As the sea mist drifts over a high coastal plateau above the city of Iquique in Chile’s far north, the breeze rustles plastic bags bursting with second-hand clothing.
Piles of garments stretch into the distance: consignments of nursing uniforms, shipments of shoes, bundles of work overalls and last season’s fast fashion discards, high street tags still attached.
But Chile’s government has taken a decisive step towards addressing the environmental crisis which has beset the Atacama Desert.
This week, the country’s environment ministry announced that it had added textiles as a “priority” category to its extended producer responsibility law, paving the way for importers to be made responsible for the waste produced by the thousands of tonnes of used clothing brought into Chile each year.
Importers are now obliged to report the clothing they bring into the country, and further regulations will be added to the bill shortly.
Chile’s government will also publish a public policy specifically targeting textiles and their place in the circular economy.

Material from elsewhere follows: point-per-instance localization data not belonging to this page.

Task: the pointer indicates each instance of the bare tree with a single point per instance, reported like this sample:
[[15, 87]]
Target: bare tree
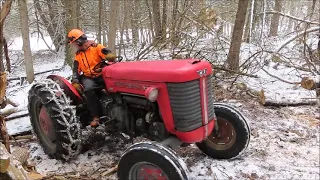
[[25, 37], [275, 19], [50, 19], [5, 9], [233, 55], [100, 20], [72, 9], [113, 25]]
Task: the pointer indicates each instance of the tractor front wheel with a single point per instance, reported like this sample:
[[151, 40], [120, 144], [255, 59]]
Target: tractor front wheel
[[231, 136], [53, 120], [148, 160]]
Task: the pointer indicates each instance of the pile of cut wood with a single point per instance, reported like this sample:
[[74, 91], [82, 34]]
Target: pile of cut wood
[[293, 97]]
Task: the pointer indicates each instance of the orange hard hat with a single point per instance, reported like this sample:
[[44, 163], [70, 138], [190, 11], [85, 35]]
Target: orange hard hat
[[74, 34]]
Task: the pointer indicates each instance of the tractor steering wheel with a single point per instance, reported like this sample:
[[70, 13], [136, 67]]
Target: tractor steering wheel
[[98, 68]]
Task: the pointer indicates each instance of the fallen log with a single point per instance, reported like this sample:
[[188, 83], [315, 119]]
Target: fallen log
[[9, 111], [287, 98], [22, 78], [4, 133], [17, 116], [3, 85], [11, 166], [310, 83], [110, 171]]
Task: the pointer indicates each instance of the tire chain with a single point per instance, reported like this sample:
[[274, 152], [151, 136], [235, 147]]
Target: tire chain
[[65, 112]]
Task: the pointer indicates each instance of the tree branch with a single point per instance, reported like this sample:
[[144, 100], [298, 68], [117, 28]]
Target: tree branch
[[291, 17]]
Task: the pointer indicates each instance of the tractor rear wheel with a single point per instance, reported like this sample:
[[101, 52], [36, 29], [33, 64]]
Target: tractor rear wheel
[[231, 138], [54, 121]]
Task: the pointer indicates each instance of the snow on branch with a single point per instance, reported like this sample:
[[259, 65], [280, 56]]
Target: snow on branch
[[313, 29], [291, 17]]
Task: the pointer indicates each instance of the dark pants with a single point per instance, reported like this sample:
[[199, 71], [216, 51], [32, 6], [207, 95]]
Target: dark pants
[[90, 91]]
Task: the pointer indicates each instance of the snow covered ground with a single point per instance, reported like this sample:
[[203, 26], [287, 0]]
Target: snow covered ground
[[284, 140]]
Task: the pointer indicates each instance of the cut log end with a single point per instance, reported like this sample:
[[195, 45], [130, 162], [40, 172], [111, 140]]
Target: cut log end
[[286, 98], [262, 97], [308, 83]]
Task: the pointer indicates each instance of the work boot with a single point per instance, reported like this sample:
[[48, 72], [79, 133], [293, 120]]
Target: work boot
[[95, 122]]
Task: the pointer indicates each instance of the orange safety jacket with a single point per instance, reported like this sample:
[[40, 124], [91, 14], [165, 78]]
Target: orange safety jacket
[[89, 58]]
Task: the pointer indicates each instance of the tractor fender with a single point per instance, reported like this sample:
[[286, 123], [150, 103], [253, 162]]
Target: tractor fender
[[67, 88]]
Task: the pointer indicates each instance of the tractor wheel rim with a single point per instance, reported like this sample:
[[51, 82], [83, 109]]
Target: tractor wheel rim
[[146, 171], [225, 137], [46, 127]]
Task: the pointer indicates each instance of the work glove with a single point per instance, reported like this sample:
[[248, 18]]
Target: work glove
[[111, 57]]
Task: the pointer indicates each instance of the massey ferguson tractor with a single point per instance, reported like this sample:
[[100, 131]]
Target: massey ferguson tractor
[[169, 102]]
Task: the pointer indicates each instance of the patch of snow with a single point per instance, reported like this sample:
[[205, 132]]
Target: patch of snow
[[17, 126]]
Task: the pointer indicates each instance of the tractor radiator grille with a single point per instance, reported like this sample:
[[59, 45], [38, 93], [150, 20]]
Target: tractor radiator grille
[[185, 101], [210, 99]]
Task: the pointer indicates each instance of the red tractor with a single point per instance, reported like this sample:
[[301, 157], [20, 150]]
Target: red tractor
[[169, 102]]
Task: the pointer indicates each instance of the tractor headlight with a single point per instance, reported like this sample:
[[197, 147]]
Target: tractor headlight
[[152, 94]]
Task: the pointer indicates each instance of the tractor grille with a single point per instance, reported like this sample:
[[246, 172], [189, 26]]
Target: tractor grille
[[185, 101]]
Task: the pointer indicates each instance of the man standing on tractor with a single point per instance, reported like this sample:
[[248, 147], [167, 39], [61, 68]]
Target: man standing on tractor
[[89, 54]]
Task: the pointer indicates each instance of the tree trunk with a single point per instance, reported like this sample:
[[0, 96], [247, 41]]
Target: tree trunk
[[233, 55], [1, 48], [157, 19], [151, 32], [134, 21], [5, 10], [174, 33], [275, 19], [292, 10], [50, 22], [26, 42], [249, 24], [112, 35], [164, 17], [72, 11], [100, 21]]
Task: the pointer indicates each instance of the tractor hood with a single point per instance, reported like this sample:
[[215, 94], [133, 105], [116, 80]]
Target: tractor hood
[[179, 70]]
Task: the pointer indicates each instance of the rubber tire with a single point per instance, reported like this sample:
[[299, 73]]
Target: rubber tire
[[161, 156], [68, 135], [242, 130]]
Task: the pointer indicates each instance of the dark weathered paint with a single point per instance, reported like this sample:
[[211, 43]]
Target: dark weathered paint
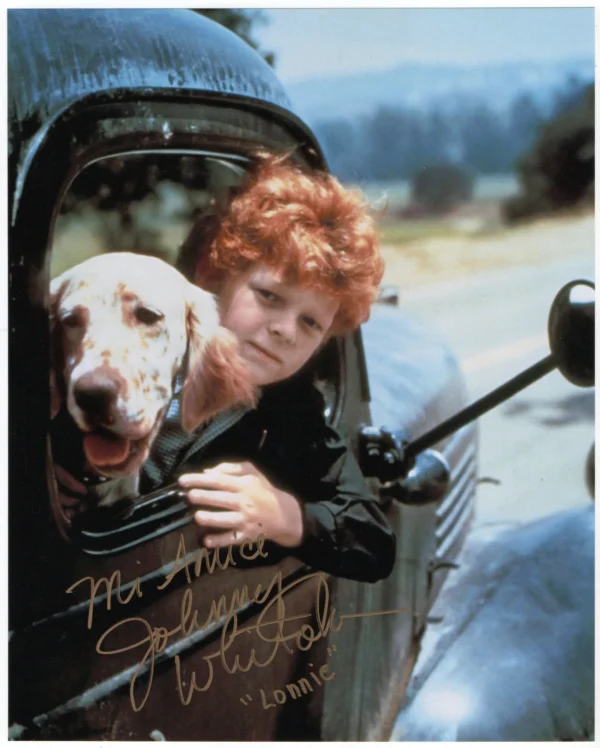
[[58, 58]]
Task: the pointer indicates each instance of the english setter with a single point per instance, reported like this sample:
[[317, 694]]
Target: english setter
[[123, 327]]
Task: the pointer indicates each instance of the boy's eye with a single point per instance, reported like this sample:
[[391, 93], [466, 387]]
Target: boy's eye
[[312, 323], [268, 295]]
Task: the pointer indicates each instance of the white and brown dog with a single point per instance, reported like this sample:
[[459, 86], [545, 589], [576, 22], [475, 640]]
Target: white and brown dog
[[123, 327]]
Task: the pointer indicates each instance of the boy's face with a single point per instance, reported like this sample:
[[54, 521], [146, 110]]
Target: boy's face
[[279, 325]]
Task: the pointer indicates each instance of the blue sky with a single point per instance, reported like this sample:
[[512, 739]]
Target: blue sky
[[311, 42]]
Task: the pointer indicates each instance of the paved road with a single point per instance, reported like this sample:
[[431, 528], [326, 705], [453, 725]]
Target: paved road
[[534, 444]]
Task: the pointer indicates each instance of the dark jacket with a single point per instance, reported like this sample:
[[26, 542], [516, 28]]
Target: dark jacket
[[288, 439]]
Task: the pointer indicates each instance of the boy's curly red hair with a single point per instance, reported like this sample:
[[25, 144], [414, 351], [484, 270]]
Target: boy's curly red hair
[[305, 223]]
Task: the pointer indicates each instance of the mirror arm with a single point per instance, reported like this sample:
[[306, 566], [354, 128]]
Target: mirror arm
[[481, 406]]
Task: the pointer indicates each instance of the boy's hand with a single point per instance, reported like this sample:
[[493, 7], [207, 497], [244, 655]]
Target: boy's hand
[[250, 506]]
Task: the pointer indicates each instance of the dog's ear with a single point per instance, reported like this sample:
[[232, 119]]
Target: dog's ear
[[57, 289], [216, 376]]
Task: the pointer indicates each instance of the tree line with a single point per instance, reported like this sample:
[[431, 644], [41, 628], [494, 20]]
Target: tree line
[[395, 142]]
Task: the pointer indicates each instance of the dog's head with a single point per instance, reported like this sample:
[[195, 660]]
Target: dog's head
[[123, 326]]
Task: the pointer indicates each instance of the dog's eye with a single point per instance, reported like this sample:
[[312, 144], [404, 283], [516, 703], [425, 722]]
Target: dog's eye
[[148, 316]]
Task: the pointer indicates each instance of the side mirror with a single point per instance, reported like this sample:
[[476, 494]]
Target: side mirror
[[571, 326]]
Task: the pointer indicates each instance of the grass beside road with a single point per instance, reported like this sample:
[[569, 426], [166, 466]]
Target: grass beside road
[[452, 247]]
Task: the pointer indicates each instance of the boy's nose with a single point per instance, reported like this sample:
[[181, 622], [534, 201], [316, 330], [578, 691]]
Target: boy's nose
[[283, 328]]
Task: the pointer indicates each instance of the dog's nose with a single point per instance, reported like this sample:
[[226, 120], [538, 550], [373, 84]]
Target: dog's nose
[[96, 393]]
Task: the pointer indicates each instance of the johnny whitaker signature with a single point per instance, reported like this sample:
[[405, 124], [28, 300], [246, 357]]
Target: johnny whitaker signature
[[272, 627]]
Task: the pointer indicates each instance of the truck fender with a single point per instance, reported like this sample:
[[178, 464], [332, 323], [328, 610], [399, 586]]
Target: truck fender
[[513, 654]]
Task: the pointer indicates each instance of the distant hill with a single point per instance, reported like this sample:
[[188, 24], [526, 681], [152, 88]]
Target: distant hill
[[421, 86]]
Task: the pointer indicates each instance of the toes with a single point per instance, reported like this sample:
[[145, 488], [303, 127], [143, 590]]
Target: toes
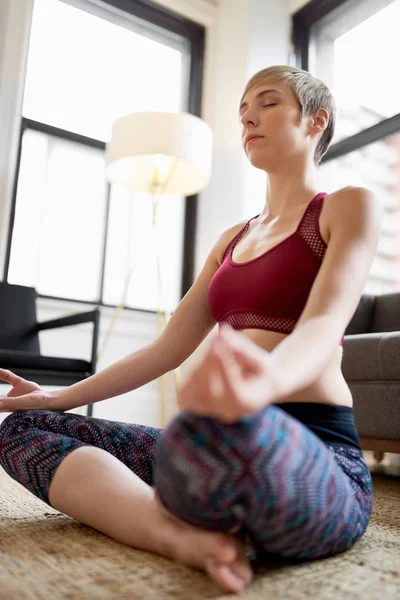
[[224, 576], [242, 569]]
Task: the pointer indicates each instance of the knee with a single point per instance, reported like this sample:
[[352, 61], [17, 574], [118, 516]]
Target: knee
[[17, 423], [193, 473]]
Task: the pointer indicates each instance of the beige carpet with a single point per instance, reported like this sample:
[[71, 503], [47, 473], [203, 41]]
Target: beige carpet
[[46, 555]]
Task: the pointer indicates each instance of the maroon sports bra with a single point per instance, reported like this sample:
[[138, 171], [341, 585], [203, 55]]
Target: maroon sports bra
[[270, 291]]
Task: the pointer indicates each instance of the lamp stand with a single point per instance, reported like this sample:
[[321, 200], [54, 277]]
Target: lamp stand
[[162, 317]]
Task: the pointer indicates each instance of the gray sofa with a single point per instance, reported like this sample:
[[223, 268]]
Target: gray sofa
[[371, 368]]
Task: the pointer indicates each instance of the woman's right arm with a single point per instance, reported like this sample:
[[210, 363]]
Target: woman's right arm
[[190, 323]]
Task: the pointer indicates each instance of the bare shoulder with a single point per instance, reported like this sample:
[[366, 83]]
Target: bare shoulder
[[350, 206], [225, 238]]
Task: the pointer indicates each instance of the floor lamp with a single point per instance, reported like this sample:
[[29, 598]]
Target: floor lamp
[[159, 153]]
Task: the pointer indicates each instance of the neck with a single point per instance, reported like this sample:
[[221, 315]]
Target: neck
[[289, 191]]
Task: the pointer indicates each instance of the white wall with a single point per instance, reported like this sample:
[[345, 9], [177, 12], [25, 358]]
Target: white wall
[[241, 37]]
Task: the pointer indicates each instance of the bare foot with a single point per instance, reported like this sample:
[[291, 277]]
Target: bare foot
[[221, 555]]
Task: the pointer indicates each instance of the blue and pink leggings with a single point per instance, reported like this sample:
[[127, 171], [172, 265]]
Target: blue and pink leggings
[[294, 495]]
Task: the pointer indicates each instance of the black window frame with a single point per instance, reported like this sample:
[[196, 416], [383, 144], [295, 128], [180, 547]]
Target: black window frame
[[194, 33], [302, 22]]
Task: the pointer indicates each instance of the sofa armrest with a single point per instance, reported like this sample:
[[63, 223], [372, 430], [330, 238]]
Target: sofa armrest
[[372, 357]]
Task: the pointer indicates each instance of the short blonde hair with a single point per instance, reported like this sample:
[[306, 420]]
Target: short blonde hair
[[311, 93]]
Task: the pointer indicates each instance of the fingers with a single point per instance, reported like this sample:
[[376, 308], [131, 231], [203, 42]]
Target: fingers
[[9, 377]]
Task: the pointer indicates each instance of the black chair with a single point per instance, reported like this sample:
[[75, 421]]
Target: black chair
[[19, 340]]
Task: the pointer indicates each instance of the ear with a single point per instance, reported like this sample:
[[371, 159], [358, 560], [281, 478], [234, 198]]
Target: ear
[[318, 121]]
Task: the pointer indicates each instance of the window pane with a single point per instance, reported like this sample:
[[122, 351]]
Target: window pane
[[128, 66], [108, 71], [377, 167], [60, 217], [344, 47], [132, 249]]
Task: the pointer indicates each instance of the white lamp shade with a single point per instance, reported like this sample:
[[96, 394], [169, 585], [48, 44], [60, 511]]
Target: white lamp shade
[[181, 136]]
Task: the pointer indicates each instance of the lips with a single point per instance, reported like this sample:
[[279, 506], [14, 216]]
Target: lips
[[251, 138]]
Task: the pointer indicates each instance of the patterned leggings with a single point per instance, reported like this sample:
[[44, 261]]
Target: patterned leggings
[[294, 495]]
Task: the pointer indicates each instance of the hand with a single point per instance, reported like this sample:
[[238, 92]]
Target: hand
[[233, 380], [27, 394]]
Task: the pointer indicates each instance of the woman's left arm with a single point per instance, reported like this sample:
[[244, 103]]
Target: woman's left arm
[[355, 218]]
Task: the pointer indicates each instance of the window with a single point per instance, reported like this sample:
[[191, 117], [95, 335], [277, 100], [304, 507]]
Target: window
[[351, 45], [73, 235]]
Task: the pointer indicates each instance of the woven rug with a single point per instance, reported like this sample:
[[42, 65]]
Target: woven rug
[[44, 554]]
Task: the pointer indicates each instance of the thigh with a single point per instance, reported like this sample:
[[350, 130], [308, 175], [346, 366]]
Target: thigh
[[316, 499], [51, 435], [295, 496]]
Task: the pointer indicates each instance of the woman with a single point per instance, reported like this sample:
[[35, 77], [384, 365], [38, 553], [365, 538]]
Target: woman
[[266, 444]]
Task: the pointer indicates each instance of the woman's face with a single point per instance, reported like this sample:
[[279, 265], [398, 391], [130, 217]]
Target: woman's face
[[271, 110]]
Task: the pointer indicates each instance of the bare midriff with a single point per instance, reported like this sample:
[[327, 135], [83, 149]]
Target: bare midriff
[[329, 388]]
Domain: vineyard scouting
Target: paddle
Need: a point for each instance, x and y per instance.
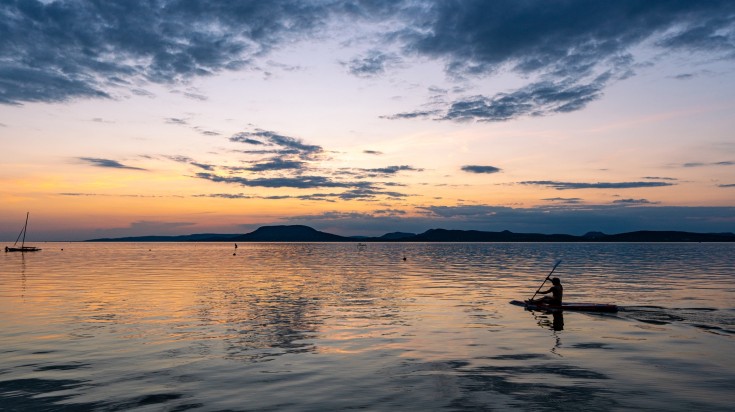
(547, 278)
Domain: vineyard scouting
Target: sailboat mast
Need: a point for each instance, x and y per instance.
(25, 228)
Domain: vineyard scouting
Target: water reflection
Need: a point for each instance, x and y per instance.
(337, 327)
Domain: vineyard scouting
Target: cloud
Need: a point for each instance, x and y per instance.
(98, 162)
(290, 145)
(634, 202)
(660, 178)
(56, 51)
(599, 185)
(225, 195)
(703, 164)
(391, 170)
(175, 120)
(277, 164)
(299, 182)
(419, 114)
(564, 200)
(571, 51)
(480, 169)
(373, 64)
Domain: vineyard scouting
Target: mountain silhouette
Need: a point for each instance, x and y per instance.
(301, 233)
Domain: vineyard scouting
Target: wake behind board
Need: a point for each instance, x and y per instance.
(579, 307)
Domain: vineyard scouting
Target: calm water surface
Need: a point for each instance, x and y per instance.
(314, 327)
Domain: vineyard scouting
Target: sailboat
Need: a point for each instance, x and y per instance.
(23, 247)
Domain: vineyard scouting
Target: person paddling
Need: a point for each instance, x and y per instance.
(557, 294)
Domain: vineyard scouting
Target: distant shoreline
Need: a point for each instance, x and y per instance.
(299, 233)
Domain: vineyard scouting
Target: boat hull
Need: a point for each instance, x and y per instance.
(22, 249)
(578, 307)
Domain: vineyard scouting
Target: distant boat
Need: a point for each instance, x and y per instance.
(23, 247)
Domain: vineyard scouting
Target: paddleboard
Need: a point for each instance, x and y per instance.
(580, 306)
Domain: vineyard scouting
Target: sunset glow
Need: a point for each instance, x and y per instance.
(169, 117)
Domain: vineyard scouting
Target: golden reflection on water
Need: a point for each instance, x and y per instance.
(340, 326)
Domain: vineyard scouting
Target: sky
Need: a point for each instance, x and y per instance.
(166, 117)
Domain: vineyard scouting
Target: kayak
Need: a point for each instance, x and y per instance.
(580, 307)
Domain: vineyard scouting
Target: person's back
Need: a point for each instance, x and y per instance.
(557, 291)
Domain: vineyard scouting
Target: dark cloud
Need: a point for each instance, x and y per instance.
(536, 99)
(277, 164)
(373, 64)
(599, 185)
(419, 114)
(480, 169)
(564, 200)
(204, 166)
(391, 170)
(55, 51)
(575, 48)
(290, 145)
(114, 164)
(634, 202)
(571, 50)
(225, 195)
(299, 182)
(660, 178)
(703, 164)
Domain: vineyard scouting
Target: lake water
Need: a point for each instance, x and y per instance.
(318, 326)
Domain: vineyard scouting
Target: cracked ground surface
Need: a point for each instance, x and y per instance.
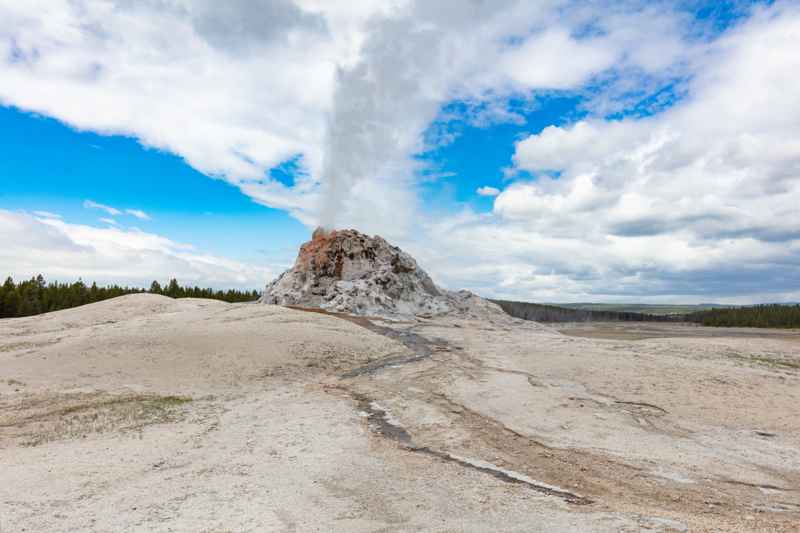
(149, 414)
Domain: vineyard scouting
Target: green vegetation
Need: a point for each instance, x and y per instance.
(755, 316)
(35, 296)
(552, 313)
(647, 309)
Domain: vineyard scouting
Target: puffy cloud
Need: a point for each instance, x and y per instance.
(138, 213)
(64, 251)
(698, 203)
(346, 89)
(89, 204)
(488, 191)
(702, 192)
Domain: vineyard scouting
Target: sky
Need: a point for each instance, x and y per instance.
(558, 150)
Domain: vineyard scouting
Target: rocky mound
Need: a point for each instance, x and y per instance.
(347, 271)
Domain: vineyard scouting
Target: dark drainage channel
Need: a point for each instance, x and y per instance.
(379, 423)
(421, 347)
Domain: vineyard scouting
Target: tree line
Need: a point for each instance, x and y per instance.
(554, 313)
(754, 316)
(35, 296)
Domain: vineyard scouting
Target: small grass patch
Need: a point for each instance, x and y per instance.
(793, 364)
(37, 420)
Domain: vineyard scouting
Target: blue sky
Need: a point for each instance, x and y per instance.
(592, 151)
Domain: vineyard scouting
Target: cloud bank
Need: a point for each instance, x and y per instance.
(60, 250)
(689, 200)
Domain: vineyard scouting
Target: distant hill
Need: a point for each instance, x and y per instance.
(648, 309)
(553, 313)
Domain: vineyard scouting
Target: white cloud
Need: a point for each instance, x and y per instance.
(64, 251)
(238, 87)
(488, 191)
(138, 213)
(46, 214)
(697, 203)
(684, 202)
(89, 204)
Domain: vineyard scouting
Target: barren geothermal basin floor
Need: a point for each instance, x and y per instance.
(149, 414)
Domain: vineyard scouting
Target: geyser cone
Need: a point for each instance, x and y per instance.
(348, 271)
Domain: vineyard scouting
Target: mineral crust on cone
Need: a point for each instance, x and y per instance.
(347, 271)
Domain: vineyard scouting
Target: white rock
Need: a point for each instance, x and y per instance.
(347, 271)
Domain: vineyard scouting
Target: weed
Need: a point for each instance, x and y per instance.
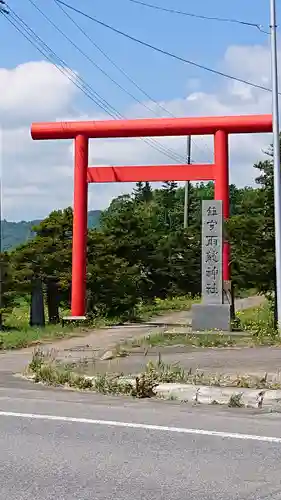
(235, 401)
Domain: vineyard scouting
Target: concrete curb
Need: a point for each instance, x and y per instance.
(202, 394)
(219, 395)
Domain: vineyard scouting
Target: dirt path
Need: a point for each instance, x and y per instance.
(98, 341)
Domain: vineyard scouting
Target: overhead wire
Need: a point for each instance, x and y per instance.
(163, 51)
(49, 54)
(197, 16)
(124, 73)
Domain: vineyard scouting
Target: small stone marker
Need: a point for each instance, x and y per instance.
(212, 313)
(212, 244)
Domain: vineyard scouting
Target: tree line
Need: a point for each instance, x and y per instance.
(140, 250)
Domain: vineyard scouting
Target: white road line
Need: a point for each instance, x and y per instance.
(149, 427)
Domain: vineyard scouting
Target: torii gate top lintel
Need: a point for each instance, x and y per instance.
(153, 127)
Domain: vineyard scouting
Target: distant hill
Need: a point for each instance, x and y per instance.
(16, 233)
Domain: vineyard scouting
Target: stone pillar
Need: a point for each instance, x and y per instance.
(212, 313)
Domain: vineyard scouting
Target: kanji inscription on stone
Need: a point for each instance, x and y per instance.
(212, 246)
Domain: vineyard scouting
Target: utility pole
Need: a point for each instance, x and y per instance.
(187, 184)
(1, 249)
(276, 158)
(2, 7)
(4, 11)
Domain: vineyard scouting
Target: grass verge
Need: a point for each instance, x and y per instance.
(44, 368)
(18, 334)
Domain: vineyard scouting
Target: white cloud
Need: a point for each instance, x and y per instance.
(37, 176)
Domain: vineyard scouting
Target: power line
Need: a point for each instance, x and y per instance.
(49, 54)
(197, 16)
(163, 51)
(122, 71)
(3, 10)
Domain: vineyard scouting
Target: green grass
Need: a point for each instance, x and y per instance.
(259, 322)
(18, 334)
(44, 368)
(160, 306)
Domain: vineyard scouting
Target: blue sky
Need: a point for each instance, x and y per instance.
(201, 41)
(46, 170)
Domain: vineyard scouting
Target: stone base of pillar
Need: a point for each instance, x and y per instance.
(207, 317)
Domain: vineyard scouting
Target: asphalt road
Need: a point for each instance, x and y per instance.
(64, 445)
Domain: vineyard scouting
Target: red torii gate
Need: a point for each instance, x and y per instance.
(82, 131)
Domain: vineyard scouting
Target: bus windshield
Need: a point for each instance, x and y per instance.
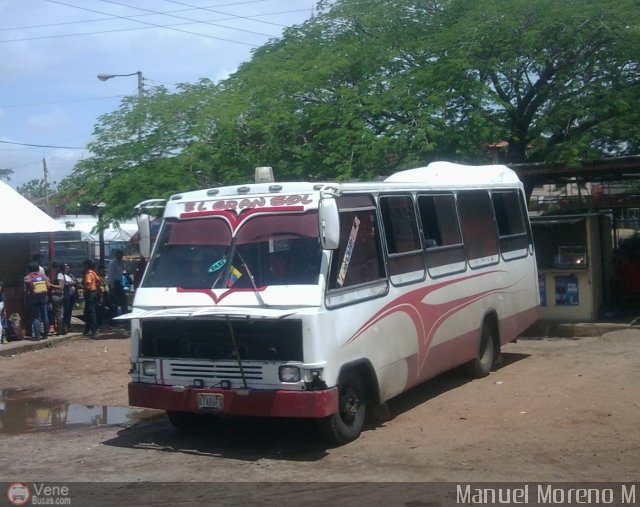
(276, 249)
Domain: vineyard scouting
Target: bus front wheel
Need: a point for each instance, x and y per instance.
(346, 425)
(481, 365)
(187, 421)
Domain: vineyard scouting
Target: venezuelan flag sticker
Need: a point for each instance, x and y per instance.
(234, 276)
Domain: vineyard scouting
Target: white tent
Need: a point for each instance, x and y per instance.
(20, 216)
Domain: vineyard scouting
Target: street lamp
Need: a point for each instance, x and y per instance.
(104, 77)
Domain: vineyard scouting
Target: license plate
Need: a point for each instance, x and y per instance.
(210, 401)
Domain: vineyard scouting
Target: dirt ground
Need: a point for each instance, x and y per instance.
(554, 410)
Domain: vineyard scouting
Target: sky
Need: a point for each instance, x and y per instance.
(51, 52)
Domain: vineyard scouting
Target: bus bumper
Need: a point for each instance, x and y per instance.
(275, 403)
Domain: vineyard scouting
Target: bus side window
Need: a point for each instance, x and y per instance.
(358, 259)
(508, 207)
(478, 228)
(403, 242)
(441, 230)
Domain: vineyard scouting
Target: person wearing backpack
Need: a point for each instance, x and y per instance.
(36, 290)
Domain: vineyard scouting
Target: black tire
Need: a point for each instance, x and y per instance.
(346, 425)
(483, 363)
(188, 421)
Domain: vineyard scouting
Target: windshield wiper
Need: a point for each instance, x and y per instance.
(253, 282)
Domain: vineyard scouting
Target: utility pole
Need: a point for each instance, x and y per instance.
(46, 180)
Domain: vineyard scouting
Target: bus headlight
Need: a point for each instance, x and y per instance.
(289, 373)
(149, 368)
(314, 374)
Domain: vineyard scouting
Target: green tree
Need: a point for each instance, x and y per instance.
(364, 89)
(36, 189)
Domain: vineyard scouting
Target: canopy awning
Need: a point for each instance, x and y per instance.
(21, 216)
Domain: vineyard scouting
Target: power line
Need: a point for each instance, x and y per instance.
(183, 18)
(46, 146)
(61, 102)
(209, 9)
(150, 24)
(229, 17)
(130, 18)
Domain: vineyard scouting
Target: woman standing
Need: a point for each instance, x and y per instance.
(57, 299)
(90, 285)
(70, 294)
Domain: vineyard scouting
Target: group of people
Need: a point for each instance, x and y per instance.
(51, 297)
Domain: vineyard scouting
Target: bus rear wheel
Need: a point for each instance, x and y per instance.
(346, 425)
(482, 364)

One of its goals will be to eradicate textile dumps in the Atacama Desert.
According to government data, more than 90% of textiles sold in Chile are imported, making the South American country the world’s fourth-largest importer of second hand clothing.

The government calculates that Chile imports 123,000 tonnes of used clothing every year, with the effects felt most acutely in the north of the country – where the situation in the Atacama Desert has won global attention.
“This would spur a new consumer culture, as companies would be required to offer repair, reuse, and recycling services,” said Beatriz O’Brien, the national coordinator for NGO Fashion Revolution.
“It is a step toward a transition from a linear economy of production, consumption, and disposal to a circular economy for textiles and clothing in the country.”
Global textile production is projected to grow from the 109m tonnes manufactured in 2020 to 145m tonnes in 2030.
In Chile, people use an average of 32kg of textiles, contributing to 572,000 tonnes of textile waste per year in the country.
Every day, tonnes of clothing arrive duty-free at the freeport in Iquique as giant plastic-wrapped bales, where they are sliced open and sorted into categories by a migrant workforce.
The best clothes, often in near-pristine condition, are sold in outlet stores built into the narrow rows of warehouses at the freeport, or sent to Chile’s capital, Santiago, for resale. Some are even bailed up and sent back to the US to be resold.
The rest winds its way in a convoy of small trucks up to Alto Hospicio, a poor city sprawling across the plateau above Iquique, where the clothes are incorporated into a seemingly endless cycle of resale and reuse.
At La Quebradilla, one of the country’s largest open-air markets, vendors sell clothes for small amounts of cash, while the least desirable items are often slung out in the Atacama Desert.
Some are then burned, with thick plumes of black smoke spiralling skyward from a messy dump on a high plateau outside Alto Hospicio.
But after several years of research, Chile’s government has managed to add textiles to its extended responsibility law.
Many countries have similar legislation, but Chile’s, in force since 2017, had only made producers responsible for recycling goods in several categories, including, tires, batteries, oils and plastic packaging.
“The inclusion of textiles in the [producer responsibility law] will establish the obligations of producers, who will no longer be able to disregard the environmental impacts of unused textiles,” said Chile’s environment minister Maisa Rojas.
“The successful application of the law will allow us to address the lack of regulation for the industry, which has generated huge quantities of waste and affects the quality of life for people and the environment.”